On aurait pu s’attendre à un déferlement de violences comme lors des caricatures danoises. Il n’en a rien été. Ceci est révélateur de plusieurs choses. La première est que l’émotion est canalisée. Lorsque les gens sortent dans la rue, partout en même temps, il y a un effet de contagion mais celui-ci est clairement instrumentalisé au départ. Les autorités quelles qu’elles soient n’ont cette fois donné aucun mot d’ordre et ont stoppé la propagation des manifestations là où accidentellement ou mécaniquement elles avaient surgi : au Pakistan où existe en permanence une sorte de réflexe de Pavlov qui est d’abord anti-indien, ou dans des micro-climats bien identifiés comme à Zinder au Niger.

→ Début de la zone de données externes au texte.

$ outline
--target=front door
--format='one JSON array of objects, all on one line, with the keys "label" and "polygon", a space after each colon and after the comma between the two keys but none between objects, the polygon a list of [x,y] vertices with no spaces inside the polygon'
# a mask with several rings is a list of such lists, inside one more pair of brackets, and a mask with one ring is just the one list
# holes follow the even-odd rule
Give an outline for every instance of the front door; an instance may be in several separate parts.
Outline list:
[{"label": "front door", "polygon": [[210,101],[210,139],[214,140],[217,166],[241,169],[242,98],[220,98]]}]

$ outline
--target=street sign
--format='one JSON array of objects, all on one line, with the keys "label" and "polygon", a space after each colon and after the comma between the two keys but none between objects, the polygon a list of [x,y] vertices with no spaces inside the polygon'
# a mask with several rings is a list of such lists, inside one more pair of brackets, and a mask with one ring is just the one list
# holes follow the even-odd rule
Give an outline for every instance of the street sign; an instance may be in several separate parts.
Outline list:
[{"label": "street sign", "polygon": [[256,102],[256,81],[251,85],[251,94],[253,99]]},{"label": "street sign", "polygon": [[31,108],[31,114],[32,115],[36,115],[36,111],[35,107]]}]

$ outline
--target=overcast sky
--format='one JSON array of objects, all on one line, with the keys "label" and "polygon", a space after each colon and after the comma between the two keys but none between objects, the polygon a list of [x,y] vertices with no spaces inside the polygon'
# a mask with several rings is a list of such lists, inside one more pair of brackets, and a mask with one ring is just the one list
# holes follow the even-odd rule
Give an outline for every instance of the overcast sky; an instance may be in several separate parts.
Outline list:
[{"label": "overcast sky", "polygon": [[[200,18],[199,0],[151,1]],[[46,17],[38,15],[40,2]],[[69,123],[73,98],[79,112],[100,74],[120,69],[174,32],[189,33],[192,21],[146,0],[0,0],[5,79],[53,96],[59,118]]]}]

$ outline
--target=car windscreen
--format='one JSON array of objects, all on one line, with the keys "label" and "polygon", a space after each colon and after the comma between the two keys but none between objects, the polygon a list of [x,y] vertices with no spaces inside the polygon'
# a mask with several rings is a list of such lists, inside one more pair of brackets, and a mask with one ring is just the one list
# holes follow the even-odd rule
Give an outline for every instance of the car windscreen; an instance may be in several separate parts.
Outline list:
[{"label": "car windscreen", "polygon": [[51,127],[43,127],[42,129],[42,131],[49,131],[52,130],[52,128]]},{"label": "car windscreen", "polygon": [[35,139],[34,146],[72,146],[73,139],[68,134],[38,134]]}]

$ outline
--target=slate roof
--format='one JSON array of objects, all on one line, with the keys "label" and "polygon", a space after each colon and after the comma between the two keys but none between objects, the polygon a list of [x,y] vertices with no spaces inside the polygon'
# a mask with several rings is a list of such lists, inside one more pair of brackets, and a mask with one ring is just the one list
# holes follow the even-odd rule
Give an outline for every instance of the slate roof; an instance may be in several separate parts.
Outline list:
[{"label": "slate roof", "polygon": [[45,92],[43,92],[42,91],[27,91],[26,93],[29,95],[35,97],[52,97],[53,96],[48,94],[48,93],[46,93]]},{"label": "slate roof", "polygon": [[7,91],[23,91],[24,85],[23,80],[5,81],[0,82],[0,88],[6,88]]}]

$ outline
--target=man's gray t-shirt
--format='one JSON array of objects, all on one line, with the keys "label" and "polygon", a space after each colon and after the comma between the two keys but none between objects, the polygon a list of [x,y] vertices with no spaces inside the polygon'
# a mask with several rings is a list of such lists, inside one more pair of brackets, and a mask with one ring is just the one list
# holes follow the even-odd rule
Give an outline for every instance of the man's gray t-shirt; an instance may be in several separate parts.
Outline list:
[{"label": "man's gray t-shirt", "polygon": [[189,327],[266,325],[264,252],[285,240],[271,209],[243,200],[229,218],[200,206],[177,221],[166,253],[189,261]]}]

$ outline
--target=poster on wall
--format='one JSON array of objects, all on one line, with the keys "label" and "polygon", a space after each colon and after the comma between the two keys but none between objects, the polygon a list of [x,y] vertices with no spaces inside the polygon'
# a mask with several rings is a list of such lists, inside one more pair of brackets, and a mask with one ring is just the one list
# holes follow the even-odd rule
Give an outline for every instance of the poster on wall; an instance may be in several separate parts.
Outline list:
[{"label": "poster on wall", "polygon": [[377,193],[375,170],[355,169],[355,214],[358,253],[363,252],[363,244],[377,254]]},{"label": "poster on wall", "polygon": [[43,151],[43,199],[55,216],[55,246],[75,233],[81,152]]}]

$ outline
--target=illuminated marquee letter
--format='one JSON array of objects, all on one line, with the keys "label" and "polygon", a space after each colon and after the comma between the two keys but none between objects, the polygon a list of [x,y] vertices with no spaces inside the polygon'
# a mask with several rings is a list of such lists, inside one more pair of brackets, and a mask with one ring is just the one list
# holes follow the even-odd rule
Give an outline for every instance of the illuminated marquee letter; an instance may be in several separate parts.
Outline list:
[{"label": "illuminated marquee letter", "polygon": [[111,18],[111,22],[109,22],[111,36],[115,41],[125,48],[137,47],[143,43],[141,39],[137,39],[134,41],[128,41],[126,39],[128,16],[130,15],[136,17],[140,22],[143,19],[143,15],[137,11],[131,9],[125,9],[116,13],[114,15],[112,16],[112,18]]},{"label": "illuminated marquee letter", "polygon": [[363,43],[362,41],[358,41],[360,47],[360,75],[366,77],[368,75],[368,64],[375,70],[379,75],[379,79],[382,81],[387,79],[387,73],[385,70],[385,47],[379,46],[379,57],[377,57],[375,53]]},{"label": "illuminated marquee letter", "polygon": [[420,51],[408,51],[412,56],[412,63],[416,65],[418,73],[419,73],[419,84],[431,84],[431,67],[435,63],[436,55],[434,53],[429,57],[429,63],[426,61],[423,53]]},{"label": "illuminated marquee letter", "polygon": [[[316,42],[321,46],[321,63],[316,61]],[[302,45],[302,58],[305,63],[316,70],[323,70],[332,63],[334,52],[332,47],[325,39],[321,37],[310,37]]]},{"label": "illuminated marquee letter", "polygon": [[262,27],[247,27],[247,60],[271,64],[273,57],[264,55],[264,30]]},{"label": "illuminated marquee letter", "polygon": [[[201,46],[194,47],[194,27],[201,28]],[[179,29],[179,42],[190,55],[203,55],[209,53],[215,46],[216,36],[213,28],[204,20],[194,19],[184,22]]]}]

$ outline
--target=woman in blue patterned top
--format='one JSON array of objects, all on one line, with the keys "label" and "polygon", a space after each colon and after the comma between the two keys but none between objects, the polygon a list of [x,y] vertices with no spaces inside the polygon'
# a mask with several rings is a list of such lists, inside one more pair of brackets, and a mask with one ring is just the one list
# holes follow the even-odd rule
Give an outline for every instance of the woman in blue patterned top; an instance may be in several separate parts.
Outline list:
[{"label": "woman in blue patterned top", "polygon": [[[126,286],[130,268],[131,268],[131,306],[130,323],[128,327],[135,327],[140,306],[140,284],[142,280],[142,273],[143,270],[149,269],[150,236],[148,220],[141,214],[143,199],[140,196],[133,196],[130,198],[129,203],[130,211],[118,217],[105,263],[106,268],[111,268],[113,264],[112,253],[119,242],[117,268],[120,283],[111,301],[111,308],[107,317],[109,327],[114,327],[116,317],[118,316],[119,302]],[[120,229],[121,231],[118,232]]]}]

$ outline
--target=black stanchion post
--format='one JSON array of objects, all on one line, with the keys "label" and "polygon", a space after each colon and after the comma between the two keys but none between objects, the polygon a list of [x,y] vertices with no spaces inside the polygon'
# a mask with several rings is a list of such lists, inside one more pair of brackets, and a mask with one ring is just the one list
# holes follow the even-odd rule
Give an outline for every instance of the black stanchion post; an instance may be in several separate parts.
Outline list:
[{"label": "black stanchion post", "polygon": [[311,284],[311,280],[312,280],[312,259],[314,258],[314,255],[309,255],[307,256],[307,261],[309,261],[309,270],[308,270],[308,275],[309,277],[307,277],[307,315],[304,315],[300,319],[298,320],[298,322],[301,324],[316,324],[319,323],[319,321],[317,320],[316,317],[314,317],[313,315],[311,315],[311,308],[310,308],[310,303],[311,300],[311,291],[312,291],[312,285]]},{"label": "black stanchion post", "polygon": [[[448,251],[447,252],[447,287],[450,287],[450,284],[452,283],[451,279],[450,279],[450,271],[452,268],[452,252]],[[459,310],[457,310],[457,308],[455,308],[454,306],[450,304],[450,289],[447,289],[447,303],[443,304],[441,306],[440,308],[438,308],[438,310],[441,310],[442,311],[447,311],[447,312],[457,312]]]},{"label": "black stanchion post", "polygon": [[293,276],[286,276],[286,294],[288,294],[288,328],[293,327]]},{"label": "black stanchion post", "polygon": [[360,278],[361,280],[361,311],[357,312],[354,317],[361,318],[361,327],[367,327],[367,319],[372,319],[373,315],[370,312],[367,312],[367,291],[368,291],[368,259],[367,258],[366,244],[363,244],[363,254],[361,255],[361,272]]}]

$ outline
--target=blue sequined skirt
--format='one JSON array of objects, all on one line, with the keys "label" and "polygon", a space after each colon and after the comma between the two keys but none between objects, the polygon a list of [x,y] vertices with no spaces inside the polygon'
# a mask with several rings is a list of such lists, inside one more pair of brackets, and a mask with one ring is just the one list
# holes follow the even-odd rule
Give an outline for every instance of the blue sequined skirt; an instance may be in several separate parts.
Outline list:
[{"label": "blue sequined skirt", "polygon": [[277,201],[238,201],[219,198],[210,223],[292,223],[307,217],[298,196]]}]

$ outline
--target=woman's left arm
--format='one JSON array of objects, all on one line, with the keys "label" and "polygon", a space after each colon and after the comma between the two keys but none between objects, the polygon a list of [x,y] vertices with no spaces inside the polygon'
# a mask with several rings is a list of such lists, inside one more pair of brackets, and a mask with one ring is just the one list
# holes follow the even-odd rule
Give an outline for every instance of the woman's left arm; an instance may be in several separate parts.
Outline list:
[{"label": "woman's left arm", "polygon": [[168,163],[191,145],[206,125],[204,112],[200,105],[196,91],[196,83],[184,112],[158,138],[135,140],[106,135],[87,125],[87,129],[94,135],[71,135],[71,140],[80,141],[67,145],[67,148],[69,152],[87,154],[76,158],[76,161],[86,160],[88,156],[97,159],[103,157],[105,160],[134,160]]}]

Pourquoi les musulmans ont-ils accusé le coup en silence ? Plusieurs hypothèses : quelque part une honte de l’attentat de Paris ; un sentiment diffus de menace commune, les musulmans étant les premières victimes du terrorisme jihadiste ; dans plusieurs pays l’effet des progrès d’un espace public démocratique qui privilégie le débat ; enfin parce que l’objet en cause est la représentation encore mythifiée et rêvée d’un pays clairement idéalisé, la France, « une certaine idée de la France ». Les élites ou autorités musulmanes qui d’habitude donnent le ton, cette fois, étaient partagées, sinon divisées sur la marche à suivre. L’Islam mondial s’est senti interpellé.

Quand on parle d’oslam mondial, on a en vue par exemple mais de manière non limitative, l’Organisation de la Conférence Islamique (OCI), l’Arabie saoudite gardienne des Lieux Saints, l’Iran du Guide suprême. Tous ces gens-là se sont tus ou ont fait le service minimum. Pourquoi ? Pour les raisons qu’on a dites et aussi et encore parce que plus que jamais la France ne cesse de compter en son nom propre. Ces pays et ces organisations et leurs dirigeants ont conscience que si la France venait à manquer au monde musulman, à la politique arabe, quoi qu’il en reste, ils auraient tous perdu quelque chose d’important, de stratégique. L’arrivée au pouvoir en France d’une majorité politique anti-musulmane quoi qu’elle en dise, l’absence de l’Europe, le tête-à-tête exclusif des musulmans avec Washington et Londres, révèlent l’étendue du vide qui se creuserait.

Ceci vaut au premier chef des chefs d’Etat des pays à majorité musulmane d’Afrique occidentale, spécialement des plus récents, le malien qui a fait forte impression aux côtés du président Hollande au premier rang de la marche du 11 janvier et par ses interviews, le sénégalais, des chefs d’État élus démocratiquement, responsables, intelligents. Bamako et à plus ou moins brève échéance Dakar ont été sauvés l’an dernier par l’armée française ! La vérité est dans le film d’une rare finesse politique et d’un grand sens spirituel, « Timbuktu ». Ces chefs d’Etat ont su contrôler leur population, bien sûr au prix de l’interdiction de la distribution de « Charlie-hebdo », mais l’essentiel était sauf.

Le Maghreb continue d’éprouver des doutes sur la société française. La société plus que la politique du gouvernement du moment, car la population musulmane française est en dialogue permanent avec la population maghrébine au pays. Le Maroc officiel s’est abstenu. La Tunisie officielle sortait à peine de ses élections qui ont coupé l’électorat en deux, y compris ceux qui votaient sur le territoire français. L’Algérie officielle est aux abonnés absents. Dans ces trois pays – et en Égypte – de larges pans de la société civile étaient en phase avec la manifestation du 11 janvier et ce qu’elle contenait d’amorces de dialogue avec l’Autre beaucoup plus que de rejet ou d’exclusion. C’est dans ces trois pays que les enjeux de l’après-Charlie seront les plus lents à se préciser mais aussi les plus durables.